Plusieurs points ont été abordés :

  • la survenue d’une réaction locale ou locale étendue (RLE) ne prédispose pas à une réaction systémique lors des injections suivantes ; mais si la fréquence des RLE augmente, elle est alors associée à une augmentation du risque
  • les réactions sévères retardées surviennent au moins 30 mn après l’injection ; on les retrouverait dans 13 à 50% des réactions sévères, mais leur sévérité reste moins importante que celles des réactions immédiates ; si elles surviennent, elles imposent une surveillance prolongée, et en cas de récidive elles imposent l’arrêt du traitement
  • les réactions systémiques biphasiques sont définies par la récidive au moins 24h après l’injection ; deux études se sont intéressées à ce sujet :
    • ces réactions concernaient 10 à 23% des patients avec réaction systémique,
    • elles étaient en règle moins sévères,
    • les facteurs de risque étaient un âge plus élevé,
    • le sexe féminin,
    • et le fait d’avoir reçu au moins 1 fois de l’épinéphrine pendant la phase initiale du traitement ; elles nécessitaient rarement l’utilisation d’épinéphrine
  • en ce qui concerne les béta-bloquants : 2 rétrospectives récentes n’ont pas montré d’augmentation de la fréquence des réactions systémiques ; mais qu’en est-il de leur sévérité et de la réponse au traitement par épinéphrine ? Il faut distinguer le cas des pneumallergènes et des venins en cas de réaction systémique :
  • pour les pneumallergènes, s’il n’y a pas d’alternative aux BB, il vaut mieux arrêter l’ITS
  • pour les venins, il faut peser le rapport bénéfice/risque, qui est différent ; si pas d’alternative aux BB pour raison cardiaque, faire l’IT sous BB, car il y a un risque vital vis-à-vis des hyménoptères si on ne fait pas l’ITS
  • Immunothérapie aux venins et inhibiteurs de l’enzyme de conversion de l’angiotensine (IECA) :
    • ils peuvent altérer la dégradation des kinines vasoactives générées pendant l’anaphylaxie, expliquant une hypoventilation et une chute de pression artérielle ;
    • s’il y a eu des cas rapportés, deux cohortes rétrospectives n’ont pas retrouvé d’association entre IECA et réactions systémiques pendant l’IT ;
    • dans une étude multicentrique rapportée par Rueff (2009) concernant les venins, il a été noté un risque d’anaphylaxie plus sévère, surtout pendant la phase d’entretien, sans par contre d’augmentation de la fréquence globale des réactions
  • en ce qui concerne l’utilisation des antiH1, ils induisent un risque théorique de masquer une réaction systémique précoce, et d’en retarder le diagnostic ; ils diminuent les réactions locales étendues pendant la phase de rush des venins, mais pas pendant la phase de maintenance
  • enfin a été abordée l’utilisation de l’omalizumab associée à l’ITS aux venins :
    • dans une étude prospective rapportée par Massanari dans le JACI en 2010, évaluant 248 asthmatiques non contrôlés par des stéroïdes inhalés et allergiques, la tolérance de l’ITS a été évaluée au cours de la phase initiale du traitement sur 4 semaines (acariens, chat ou chien) ;
    • les patients ont reçu de l’omalizumab pendant 16 semaines (13 semaines avant l’ITS et au cours des 3 premières semaines) ;
    • le nombre de réactions systémiques est passé de 26.2% à 13.5% des patients traités par omalizumab.

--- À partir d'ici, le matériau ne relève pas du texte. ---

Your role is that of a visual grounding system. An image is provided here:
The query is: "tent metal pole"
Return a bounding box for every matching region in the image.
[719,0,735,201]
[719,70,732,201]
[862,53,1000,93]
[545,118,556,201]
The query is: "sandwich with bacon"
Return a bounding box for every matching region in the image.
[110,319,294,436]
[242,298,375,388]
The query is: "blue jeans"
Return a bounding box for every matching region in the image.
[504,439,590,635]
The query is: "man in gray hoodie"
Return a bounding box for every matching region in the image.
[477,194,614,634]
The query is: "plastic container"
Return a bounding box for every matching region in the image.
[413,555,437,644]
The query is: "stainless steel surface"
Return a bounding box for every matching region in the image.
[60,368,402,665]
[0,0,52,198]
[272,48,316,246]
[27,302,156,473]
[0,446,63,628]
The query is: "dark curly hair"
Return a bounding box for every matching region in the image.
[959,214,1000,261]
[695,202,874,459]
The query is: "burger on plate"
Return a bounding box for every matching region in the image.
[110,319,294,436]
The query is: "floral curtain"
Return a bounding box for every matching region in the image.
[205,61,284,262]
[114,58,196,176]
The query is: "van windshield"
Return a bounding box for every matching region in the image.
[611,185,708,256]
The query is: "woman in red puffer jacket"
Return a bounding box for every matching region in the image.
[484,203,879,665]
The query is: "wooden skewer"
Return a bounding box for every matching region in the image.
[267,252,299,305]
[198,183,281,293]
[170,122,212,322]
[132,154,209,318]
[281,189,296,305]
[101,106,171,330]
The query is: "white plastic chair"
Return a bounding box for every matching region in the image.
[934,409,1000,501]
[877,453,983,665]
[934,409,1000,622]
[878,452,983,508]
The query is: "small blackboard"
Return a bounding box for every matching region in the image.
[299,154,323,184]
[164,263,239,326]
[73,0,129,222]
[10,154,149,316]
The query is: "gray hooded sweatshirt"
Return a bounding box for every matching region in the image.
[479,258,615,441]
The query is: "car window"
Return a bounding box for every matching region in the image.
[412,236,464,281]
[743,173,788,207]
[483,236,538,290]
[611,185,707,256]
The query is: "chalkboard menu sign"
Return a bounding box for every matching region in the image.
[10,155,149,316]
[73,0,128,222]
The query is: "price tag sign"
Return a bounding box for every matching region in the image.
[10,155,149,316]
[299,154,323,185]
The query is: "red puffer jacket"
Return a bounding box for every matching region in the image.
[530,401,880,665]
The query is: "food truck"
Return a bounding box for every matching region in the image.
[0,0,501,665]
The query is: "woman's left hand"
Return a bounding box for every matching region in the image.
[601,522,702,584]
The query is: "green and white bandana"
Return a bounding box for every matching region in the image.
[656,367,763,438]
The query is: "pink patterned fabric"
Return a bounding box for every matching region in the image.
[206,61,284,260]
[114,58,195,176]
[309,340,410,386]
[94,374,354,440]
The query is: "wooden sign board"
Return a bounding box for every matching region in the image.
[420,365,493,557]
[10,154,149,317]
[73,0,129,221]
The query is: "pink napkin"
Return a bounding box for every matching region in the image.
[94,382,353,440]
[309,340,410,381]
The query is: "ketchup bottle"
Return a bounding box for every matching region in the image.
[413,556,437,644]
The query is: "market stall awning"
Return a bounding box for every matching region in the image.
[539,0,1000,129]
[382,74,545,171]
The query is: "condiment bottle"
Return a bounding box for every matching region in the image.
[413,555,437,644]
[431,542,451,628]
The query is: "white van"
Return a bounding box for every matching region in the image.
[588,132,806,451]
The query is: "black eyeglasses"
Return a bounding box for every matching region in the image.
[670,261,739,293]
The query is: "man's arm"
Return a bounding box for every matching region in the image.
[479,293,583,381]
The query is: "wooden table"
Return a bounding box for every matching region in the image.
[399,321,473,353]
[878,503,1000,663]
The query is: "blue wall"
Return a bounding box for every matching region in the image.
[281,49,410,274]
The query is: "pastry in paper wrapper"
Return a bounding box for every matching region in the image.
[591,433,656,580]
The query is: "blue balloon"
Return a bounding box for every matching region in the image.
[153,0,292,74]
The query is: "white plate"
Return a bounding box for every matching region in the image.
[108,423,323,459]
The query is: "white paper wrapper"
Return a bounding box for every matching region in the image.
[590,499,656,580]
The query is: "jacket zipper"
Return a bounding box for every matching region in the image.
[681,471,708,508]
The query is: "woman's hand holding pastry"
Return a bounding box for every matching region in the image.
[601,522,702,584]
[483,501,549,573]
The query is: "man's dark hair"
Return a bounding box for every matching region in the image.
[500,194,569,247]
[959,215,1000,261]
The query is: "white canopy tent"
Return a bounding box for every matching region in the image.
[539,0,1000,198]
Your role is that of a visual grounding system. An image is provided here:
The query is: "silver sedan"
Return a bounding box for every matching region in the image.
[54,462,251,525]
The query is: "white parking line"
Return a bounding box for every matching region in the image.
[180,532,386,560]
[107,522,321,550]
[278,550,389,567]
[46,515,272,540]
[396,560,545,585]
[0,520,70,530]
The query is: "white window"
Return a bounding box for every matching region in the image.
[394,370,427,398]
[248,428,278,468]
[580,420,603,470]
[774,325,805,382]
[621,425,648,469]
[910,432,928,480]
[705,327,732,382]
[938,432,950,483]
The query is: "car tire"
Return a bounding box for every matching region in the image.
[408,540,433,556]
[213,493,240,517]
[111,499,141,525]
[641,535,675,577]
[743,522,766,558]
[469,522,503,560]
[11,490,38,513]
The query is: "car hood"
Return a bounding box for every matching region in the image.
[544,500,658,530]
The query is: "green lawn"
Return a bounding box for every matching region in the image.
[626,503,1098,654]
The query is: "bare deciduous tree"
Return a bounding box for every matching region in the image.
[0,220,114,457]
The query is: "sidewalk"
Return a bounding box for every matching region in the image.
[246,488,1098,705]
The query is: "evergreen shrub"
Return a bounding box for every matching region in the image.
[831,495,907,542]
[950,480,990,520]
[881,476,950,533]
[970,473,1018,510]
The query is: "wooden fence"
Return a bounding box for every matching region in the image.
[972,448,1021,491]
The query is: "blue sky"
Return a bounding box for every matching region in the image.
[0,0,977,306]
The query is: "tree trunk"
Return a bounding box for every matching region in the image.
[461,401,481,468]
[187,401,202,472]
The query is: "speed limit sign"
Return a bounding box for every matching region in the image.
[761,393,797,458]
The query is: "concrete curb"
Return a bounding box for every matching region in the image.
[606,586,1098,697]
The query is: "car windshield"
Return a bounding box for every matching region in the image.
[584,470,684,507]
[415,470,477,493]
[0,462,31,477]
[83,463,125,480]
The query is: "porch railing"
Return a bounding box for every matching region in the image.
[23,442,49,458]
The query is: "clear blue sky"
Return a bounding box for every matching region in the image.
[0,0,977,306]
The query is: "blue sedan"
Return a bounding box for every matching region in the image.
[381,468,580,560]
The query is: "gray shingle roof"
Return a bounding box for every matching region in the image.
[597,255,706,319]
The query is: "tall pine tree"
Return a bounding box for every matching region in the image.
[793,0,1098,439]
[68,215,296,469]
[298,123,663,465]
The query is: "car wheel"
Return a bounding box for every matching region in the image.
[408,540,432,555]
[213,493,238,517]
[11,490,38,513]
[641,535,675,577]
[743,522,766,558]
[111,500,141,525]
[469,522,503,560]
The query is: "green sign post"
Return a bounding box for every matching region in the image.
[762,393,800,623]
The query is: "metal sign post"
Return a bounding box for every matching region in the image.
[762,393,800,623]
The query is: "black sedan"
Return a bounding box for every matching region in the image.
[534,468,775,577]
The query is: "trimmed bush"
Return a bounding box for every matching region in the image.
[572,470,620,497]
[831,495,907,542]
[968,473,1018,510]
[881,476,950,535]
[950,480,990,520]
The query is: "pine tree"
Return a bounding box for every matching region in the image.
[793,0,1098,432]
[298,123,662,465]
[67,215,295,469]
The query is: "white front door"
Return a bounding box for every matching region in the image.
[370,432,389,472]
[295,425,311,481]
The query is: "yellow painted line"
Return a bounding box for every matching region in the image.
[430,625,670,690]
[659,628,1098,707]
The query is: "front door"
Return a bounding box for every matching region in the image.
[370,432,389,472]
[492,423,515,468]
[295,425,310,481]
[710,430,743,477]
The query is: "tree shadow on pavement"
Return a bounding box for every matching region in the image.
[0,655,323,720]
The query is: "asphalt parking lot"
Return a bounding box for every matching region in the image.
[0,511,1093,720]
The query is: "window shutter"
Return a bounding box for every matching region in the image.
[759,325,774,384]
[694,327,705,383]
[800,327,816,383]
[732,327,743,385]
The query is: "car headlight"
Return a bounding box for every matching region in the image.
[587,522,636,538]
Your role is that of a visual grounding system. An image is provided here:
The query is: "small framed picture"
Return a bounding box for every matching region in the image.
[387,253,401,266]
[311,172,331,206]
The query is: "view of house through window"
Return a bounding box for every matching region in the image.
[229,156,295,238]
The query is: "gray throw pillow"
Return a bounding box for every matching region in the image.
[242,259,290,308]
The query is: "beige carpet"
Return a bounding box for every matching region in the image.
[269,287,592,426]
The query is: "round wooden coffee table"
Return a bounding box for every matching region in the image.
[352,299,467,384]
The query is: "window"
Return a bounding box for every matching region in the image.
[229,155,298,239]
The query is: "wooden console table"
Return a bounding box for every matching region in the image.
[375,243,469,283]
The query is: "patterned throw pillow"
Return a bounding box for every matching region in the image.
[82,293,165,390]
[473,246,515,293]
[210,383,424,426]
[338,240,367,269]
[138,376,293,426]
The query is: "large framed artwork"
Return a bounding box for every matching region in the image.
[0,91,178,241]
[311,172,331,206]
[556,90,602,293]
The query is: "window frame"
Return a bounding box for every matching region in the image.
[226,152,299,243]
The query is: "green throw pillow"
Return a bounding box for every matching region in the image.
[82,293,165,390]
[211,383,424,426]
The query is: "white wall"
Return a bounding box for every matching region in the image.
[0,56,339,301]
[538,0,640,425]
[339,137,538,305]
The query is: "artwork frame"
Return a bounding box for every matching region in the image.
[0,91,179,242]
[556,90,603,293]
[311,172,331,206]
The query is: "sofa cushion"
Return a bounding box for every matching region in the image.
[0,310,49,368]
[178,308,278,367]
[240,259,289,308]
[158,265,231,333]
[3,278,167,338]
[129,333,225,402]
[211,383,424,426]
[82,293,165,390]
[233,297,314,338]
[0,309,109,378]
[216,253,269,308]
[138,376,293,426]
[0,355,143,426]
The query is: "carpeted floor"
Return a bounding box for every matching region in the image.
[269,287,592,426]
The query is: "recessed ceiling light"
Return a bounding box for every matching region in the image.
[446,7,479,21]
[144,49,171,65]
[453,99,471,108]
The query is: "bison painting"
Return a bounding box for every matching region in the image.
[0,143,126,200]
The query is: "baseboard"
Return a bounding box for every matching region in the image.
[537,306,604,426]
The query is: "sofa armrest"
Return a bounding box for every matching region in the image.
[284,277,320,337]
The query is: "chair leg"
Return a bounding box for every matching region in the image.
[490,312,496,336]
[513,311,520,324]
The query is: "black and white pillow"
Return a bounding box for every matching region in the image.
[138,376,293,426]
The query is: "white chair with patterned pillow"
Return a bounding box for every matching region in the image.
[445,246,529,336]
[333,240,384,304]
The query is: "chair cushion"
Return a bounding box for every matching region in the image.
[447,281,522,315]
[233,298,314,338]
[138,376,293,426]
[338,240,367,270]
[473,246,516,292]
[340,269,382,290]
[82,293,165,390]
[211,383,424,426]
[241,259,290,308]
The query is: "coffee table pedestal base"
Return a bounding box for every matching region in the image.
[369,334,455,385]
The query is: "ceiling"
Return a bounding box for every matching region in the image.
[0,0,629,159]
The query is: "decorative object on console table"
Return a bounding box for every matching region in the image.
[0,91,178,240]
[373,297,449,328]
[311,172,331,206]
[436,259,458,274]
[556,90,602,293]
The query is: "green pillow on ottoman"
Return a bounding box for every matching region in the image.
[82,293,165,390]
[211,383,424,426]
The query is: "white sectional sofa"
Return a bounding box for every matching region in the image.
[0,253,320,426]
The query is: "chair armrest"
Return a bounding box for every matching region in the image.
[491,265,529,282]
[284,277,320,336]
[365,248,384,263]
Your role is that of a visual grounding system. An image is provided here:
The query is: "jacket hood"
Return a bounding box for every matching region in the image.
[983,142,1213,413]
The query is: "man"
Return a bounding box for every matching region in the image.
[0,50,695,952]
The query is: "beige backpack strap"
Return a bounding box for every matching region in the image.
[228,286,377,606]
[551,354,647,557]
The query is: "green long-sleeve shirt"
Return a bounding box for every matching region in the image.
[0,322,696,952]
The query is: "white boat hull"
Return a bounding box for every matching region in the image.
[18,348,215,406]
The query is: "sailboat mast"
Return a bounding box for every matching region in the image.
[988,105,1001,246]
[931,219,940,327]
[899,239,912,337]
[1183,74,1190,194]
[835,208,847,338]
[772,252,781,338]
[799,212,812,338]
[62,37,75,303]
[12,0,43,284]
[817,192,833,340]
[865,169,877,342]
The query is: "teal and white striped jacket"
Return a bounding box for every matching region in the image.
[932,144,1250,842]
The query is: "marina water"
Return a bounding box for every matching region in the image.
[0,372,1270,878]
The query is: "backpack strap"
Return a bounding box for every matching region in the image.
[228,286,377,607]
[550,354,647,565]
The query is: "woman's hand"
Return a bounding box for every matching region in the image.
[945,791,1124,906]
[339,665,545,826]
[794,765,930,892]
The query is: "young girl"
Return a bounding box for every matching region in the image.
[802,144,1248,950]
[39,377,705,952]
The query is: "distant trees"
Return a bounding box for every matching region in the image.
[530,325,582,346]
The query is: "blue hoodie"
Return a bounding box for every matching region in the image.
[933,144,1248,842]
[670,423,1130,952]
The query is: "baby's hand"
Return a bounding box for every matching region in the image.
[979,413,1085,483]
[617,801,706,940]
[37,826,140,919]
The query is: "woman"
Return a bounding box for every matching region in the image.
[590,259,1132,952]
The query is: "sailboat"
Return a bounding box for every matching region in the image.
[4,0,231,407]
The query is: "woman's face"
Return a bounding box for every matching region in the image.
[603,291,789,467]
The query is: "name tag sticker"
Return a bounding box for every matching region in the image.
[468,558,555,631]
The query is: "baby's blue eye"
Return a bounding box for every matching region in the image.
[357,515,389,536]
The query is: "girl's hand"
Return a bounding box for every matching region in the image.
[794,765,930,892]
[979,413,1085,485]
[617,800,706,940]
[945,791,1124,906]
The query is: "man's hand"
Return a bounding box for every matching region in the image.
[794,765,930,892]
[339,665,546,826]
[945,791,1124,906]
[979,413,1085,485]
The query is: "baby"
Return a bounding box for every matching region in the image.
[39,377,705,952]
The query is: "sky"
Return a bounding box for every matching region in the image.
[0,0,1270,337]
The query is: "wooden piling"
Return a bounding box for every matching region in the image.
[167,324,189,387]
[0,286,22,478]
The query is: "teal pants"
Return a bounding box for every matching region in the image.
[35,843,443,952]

L’auteur en conclut (concernant toujours l’IT par voie injectable) que :

  • les réactions locales étendues peuvent dans certains cas augmenter le risque de réaction systémique
  • les réactions retardées et biphasiques ne sont pas rares et les patients doivent en être avertis
  • les BB peuvent augmenter le risque de sévérité des réactions systémiques, de façon différente entre les pneumallergènes et les venins
  • les IECA augmentent le risque de sévérité des réactions systémiques dans les allergies aux venins
  • l’omalizumab semble avoir un effet protecteur sur la fréquence des réactions systémiques au cours de l’ITS
  • la prémédication par des antiH1 a une efficacité sur les réactions locales étendues pendant la phase initiale du traitement par les venins.